Fransız İmparatoru I. Napolyon (1769 – 1821): “Bir memlekete benim kültürüm ve kelimelerim girmişse, o memlekete askerimi sokmaya ve silah patlatmaya lüzum yoktur.”

Fransız İmparatoru I. Napolyon (1769 – 1821): 'Bir memlekete benim kültürüm ve kelimelerim girmişse, o memlekete askerimi sokmaya ve silah patlatmaya lüzum yoktur.'

Aziz dostlar, bugün ülkemizde yaşanan 'kültürel işgal' ve 'kültürel soykırım' sebebiyle tarihimizin en karanlık günlerinden birisini daha yaşıyoruz. Bir millet için en büyük tehlike, 'İçinde yaşadığı vaziyetin ne olduğunu bilmemesi' dir.

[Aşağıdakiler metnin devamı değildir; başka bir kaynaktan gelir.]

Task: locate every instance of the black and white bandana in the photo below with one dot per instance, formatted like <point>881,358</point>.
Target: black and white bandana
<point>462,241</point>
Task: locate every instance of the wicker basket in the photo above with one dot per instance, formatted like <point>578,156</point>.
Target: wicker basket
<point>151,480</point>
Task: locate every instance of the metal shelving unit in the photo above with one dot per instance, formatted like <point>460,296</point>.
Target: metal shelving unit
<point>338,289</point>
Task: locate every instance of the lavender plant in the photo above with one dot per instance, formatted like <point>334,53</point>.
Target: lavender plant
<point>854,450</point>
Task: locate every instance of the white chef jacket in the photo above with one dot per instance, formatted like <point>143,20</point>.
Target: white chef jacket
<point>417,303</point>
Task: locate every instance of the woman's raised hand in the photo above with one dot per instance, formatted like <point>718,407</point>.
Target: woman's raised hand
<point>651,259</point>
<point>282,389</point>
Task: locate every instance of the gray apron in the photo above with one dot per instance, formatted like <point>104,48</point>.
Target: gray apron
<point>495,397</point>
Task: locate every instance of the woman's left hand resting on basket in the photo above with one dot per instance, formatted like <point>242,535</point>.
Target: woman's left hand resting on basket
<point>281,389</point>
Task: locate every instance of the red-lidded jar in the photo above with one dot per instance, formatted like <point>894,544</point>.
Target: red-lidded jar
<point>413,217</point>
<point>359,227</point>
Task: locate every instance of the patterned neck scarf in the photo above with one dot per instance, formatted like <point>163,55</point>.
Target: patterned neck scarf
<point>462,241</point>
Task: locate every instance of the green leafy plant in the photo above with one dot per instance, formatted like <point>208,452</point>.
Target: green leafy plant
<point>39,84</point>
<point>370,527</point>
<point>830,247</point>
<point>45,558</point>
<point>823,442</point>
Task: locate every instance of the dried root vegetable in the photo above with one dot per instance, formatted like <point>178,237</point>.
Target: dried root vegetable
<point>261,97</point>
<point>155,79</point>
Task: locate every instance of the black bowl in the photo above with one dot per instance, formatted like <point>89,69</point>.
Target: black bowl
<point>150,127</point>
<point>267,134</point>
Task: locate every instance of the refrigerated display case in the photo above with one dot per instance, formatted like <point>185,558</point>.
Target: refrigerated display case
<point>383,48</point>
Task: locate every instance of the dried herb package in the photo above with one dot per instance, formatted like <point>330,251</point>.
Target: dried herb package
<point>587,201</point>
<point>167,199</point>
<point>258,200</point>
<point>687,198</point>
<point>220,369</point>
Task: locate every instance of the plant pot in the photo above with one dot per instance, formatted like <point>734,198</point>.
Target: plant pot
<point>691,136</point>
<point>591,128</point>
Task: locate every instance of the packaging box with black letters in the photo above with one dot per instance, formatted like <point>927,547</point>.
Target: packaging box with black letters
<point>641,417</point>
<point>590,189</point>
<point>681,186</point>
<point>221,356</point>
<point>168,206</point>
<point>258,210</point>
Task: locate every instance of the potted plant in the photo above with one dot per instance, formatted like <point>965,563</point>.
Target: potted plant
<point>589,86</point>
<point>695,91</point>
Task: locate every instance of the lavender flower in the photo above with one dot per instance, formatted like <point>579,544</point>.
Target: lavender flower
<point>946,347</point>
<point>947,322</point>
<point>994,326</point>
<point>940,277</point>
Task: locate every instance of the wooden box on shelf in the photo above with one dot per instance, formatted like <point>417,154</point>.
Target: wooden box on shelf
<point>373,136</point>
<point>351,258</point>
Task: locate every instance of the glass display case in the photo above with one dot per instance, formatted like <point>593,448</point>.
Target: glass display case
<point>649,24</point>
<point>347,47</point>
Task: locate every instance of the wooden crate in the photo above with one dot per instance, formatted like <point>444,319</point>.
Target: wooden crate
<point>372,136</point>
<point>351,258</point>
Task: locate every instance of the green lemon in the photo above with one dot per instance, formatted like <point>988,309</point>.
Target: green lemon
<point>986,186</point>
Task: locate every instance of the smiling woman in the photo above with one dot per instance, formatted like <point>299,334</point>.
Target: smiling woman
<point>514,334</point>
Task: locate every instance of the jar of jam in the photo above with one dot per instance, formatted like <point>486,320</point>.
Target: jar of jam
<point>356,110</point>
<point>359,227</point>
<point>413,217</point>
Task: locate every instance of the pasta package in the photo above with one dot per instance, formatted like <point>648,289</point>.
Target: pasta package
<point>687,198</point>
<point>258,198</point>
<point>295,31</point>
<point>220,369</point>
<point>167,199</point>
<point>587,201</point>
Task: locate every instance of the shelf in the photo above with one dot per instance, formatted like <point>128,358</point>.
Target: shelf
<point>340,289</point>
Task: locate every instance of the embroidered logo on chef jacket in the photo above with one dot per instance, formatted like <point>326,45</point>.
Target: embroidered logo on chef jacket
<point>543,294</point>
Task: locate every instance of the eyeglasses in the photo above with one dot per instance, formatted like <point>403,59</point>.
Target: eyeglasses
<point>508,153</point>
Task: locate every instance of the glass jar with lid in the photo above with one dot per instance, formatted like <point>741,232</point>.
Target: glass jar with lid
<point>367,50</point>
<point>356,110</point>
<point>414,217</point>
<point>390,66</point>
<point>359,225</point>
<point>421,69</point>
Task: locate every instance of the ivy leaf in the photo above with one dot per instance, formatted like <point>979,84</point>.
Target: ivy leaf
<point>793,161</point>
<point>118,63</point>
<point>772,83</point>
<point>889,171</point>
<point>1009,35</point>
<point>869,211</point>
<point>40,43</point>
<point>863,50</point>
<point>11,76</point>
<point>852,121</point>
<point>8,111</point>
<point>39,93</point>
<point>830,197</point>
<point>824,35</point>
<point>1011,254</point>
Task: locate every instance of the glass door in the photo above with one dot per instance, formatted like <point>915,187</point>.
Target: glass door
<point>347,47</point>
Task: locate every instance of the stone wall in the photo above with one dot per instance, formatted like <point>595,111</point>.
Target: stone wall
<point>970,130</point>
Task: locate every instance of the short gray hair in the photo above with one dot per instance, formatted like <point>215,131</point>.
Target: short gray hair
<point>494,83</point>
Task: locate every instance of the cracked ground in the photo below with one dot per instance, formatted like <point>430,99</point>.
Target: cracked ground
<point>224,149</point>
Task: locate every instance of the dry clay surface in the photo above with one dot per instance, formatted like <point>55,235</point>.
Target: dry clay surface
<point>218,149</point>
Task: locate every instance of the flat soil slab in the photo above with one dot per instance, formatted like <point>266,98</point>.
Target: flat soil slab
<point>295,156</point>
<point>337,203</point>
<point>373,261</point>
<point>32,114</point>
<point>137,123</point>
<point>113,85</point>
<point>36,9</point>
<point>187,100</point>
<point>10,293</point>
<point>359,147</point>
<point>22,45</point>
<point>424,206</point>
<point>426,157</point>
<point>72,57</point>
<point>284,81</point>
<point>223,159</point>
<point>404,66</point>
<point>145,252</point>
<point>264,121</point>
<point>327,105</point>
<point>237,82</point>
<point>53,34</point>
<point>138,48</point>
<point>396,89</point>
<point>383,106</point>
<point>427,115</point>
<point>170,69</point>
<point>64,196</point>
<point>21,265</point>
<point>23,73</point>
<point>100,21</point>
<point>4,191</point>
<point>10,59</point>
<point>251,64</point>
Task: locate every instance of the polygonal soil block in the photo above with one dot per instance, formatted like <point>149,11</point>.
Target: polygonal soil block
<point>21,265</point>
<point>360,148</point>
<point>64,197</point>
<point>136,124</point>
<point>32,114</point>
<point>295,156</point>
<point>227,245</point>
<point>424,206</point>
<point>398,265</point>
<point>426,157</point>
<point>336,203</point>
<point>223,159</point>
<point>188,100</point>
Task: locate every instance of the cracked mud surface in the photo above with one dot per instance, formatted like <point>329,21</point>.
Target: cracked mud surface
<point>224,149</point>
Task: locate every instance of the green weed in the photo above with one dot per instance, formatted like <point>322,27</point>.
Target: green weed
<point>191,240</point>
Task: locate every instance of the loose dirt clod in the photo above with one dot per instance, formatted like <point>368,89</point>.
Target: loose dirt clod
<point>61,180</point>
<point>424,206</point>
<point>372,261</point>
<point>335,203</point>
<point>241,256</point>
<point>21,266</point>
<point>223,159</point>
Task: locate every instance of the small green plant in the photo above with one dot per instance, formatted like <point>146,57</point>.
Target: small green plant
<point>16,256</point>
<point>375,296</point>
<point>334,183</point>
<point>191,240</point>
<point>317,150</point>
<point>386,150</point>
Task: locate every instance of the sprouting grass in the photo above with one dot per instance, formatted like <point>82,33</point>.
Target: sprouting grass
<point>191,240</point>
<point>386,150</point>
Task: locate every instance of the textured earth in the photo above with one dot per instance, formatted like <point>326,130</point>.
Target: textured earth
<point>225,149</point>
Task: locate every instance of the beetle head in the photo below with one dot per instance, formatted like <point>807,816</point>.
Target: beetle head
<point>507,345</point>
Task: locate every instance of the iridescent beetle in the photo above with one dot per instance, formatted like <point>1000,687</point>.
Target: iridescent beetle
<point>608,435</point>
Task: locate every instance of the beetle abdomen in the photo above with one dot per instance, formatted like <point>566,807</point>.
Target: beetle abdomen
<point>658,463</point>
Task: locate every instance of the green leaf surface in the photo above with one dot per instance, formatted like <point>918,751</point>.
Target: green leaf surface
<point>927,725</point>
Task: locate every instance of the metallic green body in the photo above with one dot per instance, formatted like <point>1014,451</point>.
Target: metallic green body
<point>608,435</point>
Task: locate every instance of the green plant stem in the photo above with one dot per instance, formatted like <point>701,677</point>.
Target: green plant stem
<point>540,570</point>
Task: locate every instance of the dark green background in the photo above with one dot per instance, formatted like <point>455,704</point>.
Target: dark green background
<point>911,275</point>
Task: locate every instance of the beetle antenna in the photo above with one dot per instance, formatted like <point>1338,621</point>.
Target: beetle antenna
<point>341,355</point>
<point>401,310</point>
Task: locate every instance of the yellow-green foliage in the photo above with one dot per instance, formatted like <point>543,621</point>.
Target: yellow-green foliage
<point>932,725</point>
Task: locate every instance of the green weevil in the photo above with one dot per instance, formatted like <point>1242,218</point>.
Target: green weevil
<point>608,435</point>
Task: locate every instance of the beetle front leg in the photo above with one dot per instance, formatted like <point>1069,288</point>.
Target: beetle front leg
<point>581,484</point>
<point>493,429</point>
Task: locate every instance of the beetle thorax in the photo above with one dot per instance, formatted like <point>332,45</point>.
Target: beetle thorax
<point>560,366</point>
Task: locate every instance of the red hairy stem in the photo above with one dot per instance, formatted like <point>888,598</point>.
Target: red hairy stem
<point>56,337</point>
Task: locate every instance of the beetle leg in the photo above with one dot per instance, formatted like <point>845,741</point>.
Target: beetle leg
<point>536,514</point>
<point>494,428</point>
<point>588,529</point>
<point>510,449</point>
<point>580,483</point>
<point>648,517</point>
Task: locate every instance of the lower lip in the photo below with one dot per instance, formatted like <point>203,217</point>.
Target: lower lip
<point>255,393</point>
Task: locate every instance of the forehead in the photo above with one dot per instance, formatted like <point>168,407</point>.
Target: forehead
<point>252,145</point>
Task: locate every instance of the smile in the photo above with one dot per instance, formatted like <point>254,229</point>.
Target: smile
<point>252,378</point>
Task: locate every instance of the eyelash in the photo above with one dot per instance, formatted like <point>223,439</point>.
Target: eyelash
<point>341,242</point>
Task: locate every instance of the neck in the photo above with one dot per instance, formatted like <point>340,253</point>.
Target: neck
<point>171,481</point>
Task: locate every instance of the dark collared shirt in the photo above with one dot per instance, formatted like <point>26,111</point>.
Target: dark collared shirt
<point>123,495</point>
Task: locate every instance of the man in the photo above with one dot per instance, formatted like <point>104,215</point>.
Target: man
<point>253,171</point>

Bu haliyle milletimiz, olup biten birçok şeyin farkında ve bilincinde olmadığı için, bir çeşit 'Gaflet, dalalet, cehalet ve belki de ihanet içinde olan' bir millet durumuna düşürülerek, bir 'zihin ve bilinç felci' halini yaşamaktadır.

Aziz dostlar, Edirne'den Kars'a kadar bir Türk şehri düşünün:

1-Bu şehrin mahallelerinde hiçbir İngilizin veya bir başka yabancının yaşamadığı;

2-İçinde yaşayanlarını % 98' inin Müslüman halktan olduğu,

3-Bu halktan neredeyse hiç kimsenin İngilizce bilmediği,

4-Şehirde hiçbir İngilizin yaşamadığından, işyerlerine alışveriş yapmak için bunlardan gelen olmadığı,

İşte böyle bir şehirde caddelerimizdeki işyeri isimlerinin milletimizi neredeyse 'pat' diye tam anlamıyla ortasından 'ikiye bölen', işyeri isimlerinin yarısının ağırlıklı olarak İngilizce ve diğer yabancı kelimelerden, yarısının ise Türkçe kelimelerden ibaret olduğu bir 'parçalanmışlık' halini yaşıyoruz.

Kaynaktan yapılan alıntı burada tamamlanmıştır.